Pansy tried not to seem too startled as the door to the strangely plush and purple room Norma had stashed her in creaked open. A slender woman wearing a flowy lavender dress entered and sat across from the young Slytherin.
"You must be Pansy," the woman cooed. "I am Veronica. The Wisdom of the Triple V." She smiled whimsically.
"Um…cool," Pansy said, now unsure of what her plan was.
Another woman marched through the door. She wore lilac slacks and matching suit jacket. She sat beside Veronica and eyed Pansy. "I am Vicky. The Feminism of the Triple V."
"I see."
"And I—"
"Not yet!" hissed Vicky, glaring at the girl about to enter.
"Sorry," came the giggly response. "I forgot. I enter, then introduce myself!"
The third woman bounced in, her…erm…endowments jiggling enthusiastically in her tight violet bikini. She plopped down beside Pansy and sidled up to her with a dopey grin. "Hello! I'm Vajayjay! I'm the pretty one!"
"The Beauty of the Triple V," Veronica corrected patiently.
"Pleasure," Pansy replied. She scooted away from Vajayjay and forced herself to ignore her neighbor's bodacious fun bags as best she could.
"And why have you come to the V Room?"
"Well, I need…rather, my friend…s…need your help."
"Your friends," Vicky interrupted. "Why would the Triple V wish to help two men who obviously shun the female sex?"
"Don't hold the fact that Draco is gayer than a May Day parade against him. He clearly wasn't built for women."
"She speaks wisdom," Veronica said.
Vajayjay laughed hysterically. "And she's funny too!"
"They don't let you off the leash too often, do they?" Pansy said.
Vajayjay broke into another fit of giggles and shoved Pansy with glee.
"Down girl," Vicky snapped.
"So anyways," Pansy continued. "I'm looking for a butt pirate, the Infamous Snarry Captain."

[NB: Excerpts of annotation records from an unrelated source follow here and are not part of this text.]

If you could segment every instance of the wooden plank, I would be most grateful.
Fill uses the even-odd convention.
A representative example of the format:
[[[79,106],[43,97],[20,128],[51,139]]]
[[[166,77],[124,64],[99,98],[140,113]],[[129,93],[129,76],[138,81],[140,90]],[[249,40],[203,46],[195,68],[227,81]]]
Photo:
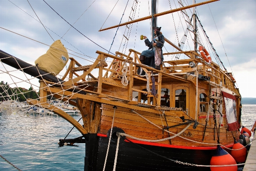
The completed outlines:
[[[46,102],[47,101],[47,92],[45,91],[45,89],[47,89],[47,85],[43,81],[40,81],[40,102],[41,103]]]
[[[120,102],[113,102],[109,100],[102,98],[99,98],[96,97],[93,97],[88,95],[84,95],[78,93],[73,93],[71,92],[69,92],[67,90],[57,89],[54,88],[50,87],[49,89],[47,89],[47,90],[46,90],[49,92],[51,92],[51,93],[57,93],[60,94],[63,94],[63,95],[66,96],[73,96],[74,97],[78,97],[79,98],[86,99],[87,100],[97,102],[99,103],[115,105],[117,106],[122,106],[127,108],[133,109],[136,110],[145,111],[149,112],[158,112],[158,111],[157,110],[148,109],[145,108],[136,106],[136,105],[123,104]]]
[[[87,70],[87,71],[86,71],[85,72],[84,72],[84,74],[83,74],[79,76],[79,77],[77,77],[75,78],[74,78],[72,80],[70,80],[66,82],[65,82],[63,83],[63,84],[65,86],[72,85],[73,84],[73,83],[79,81],[79,80],[80,80],[82,78],[85,77],[89,73],[90,73],[94,69],[95,66],[96,66],[98,64],[98,63],[99,63],[99,61],[100,60],[100,54],[99,54],[99,56],[98,56],[98,57],[97,58],[97,59],[96,59],[95,60],[95,61],[94,62],[94,63],[92,66],[92,67],[90,69],[89,69],[88,70]]]
[[[128,100],[133,100],[133,65],[129,63],[129,76],[128,79],[129,82],[128,85]]]
[[[103,61],[105,62],[105,60],[104,57],[104,54],[101,54],[99,61],[99,77],[98,77],[98,87],[97,92],[99,93],[101,93],[102,91],[102,75],[103,68]]]

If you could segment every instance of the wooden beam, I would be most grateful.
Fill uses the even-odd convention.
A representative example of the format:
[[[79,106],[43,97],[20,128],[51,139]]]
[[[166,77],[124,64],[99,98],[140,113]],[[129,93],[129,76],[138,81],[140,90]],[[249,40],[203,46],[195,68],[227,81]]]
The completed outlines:
[[[127,104],[125,104],[118,102],[114,102],[111,100],[109,100],[102,98],[99,98],[96,97],[94,97],[90,95],[81,94],[78,93],[73,93],[72,92],[70,91],[57,89],[54,88],[50,87],[48,89],[49,90],[48,90],[47,91],[50,91],[53,93],[57,93],[60,94],[63,94],[64,96],[72,96],[73,97],[76,97],[80,99],[85,99],[93,102],[97,102],[99,103],[105,104],[109,105],[122,107],[123,108],[127,108],[134,110],[144,111],[148,112],[154,113],[156,114],[159,113],[159,111],[157,110],[152,111],[152,109],[148,109],[144,107],[137,106],[136,105],[128,105]],[[154,106],[152,105],[152,106]]]
[[[158,14],[156,14],[154,15],[154,17],[159,17],[161,15],[165,15],[166,14],[170,14],[171,13],[175,12],[177,12],[178,11],[182,11],[184,9],[187,9],[189,8],[194,7],[197,6],[200,6],[202,5],[204,5],[204,4],[205,4],[208,3],[211,3],[213,2],[217,1],[218,0],[208,0],[208,1],[203,2],[202,3],[196,3],[195,4],[189,5],[188,6],[184,6],[184,7],[181,7],[181,8],[177,8],[177,9],[172,9],[171,10],[166,11],[165,12],[161,12],[161,13],[160,13]],[[152,15],[148,16],[147,17],[145,17],[143,18],[139,18],[139,19],[137,19],[137,20],[134,20],[131,21],[130,21],[126,22],[124,23],[120,24],[118,25],[116,25],[115,26],[110,27],[109,27],[106,28],[105,28],[103,29],[101,29],[99,30],[99,31],[104,31],[104,30],[107,30],[112,29],[114,28],[116,28],[118,27],[125,26],[126,25],[128,25],[128,24],[131,24],[132,23],[136,23],[136,22],[137,22],[139,21],[142,21],[143,20],[148,20],[148,19],[152,18]]]
[[[57,89],[58,90],[58,89]],[[70,116],[69,114],[65,112],[57,107],[50,105],[47,102],[40,103],[37,100],[34,100],[31,99],[28,99],[28,103],[30,105],[36,105],[37,106],[41,106],[45,109],[52,111],[53,112],[58,115],[64,118],[72,125],[75,126],[82,134],[86,134],[88,133],[82,126],[75,119]]]
[[[65,86],[72,85],[74,83],[75,83],[78,81],[81,80],[82,78],[85,77],[86,75],[87,75],[88,74],[90,73],[90,72],[94,69],[94,68],[95,67],[95,66],[96,66],[98,63],[99,63],[99,61],[100,60],[100,54],[99,54],[97,59],[95,60],[94,63],[93,64],[92,67],[89,70],[85,72],[84,72],[84,73],[83,74],[79,77],[78,77],[69,80],[66,82],[63,83],[63,84],[64,84]]]
[[[39,87],[40,102],[46,102],[47,101],[47,92],[44,90],[45,88],[47,89],[47,85],[43,81],[40,81]]]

The Triple V looked concerned.
"You are set on a dangerous course," Veronica informed her.
"I must know," Pansy said.
They exchanged glances then turned to her. "Where are your friends?"
"He's a lumberjack and he's okay!
He sleeps all night, and he works all day!
He cuts down trees! He skips and jumps!
He likes to press wild flowers!
He puts on women's clothing and hangs around in bars!"
Draco jumped up on the bar and began dancing with his future self who was rather engaged with the strange lumberjack from before. All three broke into the ending chorus with gusto.
"I cut down trees! I wear high heels…
Suspenders and a bra!
I wish I'd been a girlie just like my dear papa!"
"This is just confirming my hatred for men," said Vicky, her heels clacking as she marched up to the counter. "Get down, male creatures."
"Helloooo there, lovely!" Future Draco cried.
She yanked him off the counter. "You are the bane of my existence."
Draco winced as she took him by the ear. "Hey, easy there, love! No one likes a bitter lezzy…"
"You are detestable, and the Triple V requires your presence."
Future Draco chuckled drunkenly. "You really hate men, don't you?"
"Yes," she replied.
"That's funny," he cried. "Because…if you think about it…you're more of a man than either of us will ever be."
Vicky frowned. "Men are deceitful pigs!"
"I'm fine with that," Draco said. "As long as I get to orgasm for 30 minutes like a pig does, that is a-okay with me!"
She blinked at him incomprehensibly. "This way. I hear there's a meat lover's special in the other room." She smirked.
"As long as there are no anchovies on it," Draco countered. "I've never been too fond of fish ever since my first encounter with a tuna taco…very traumatic."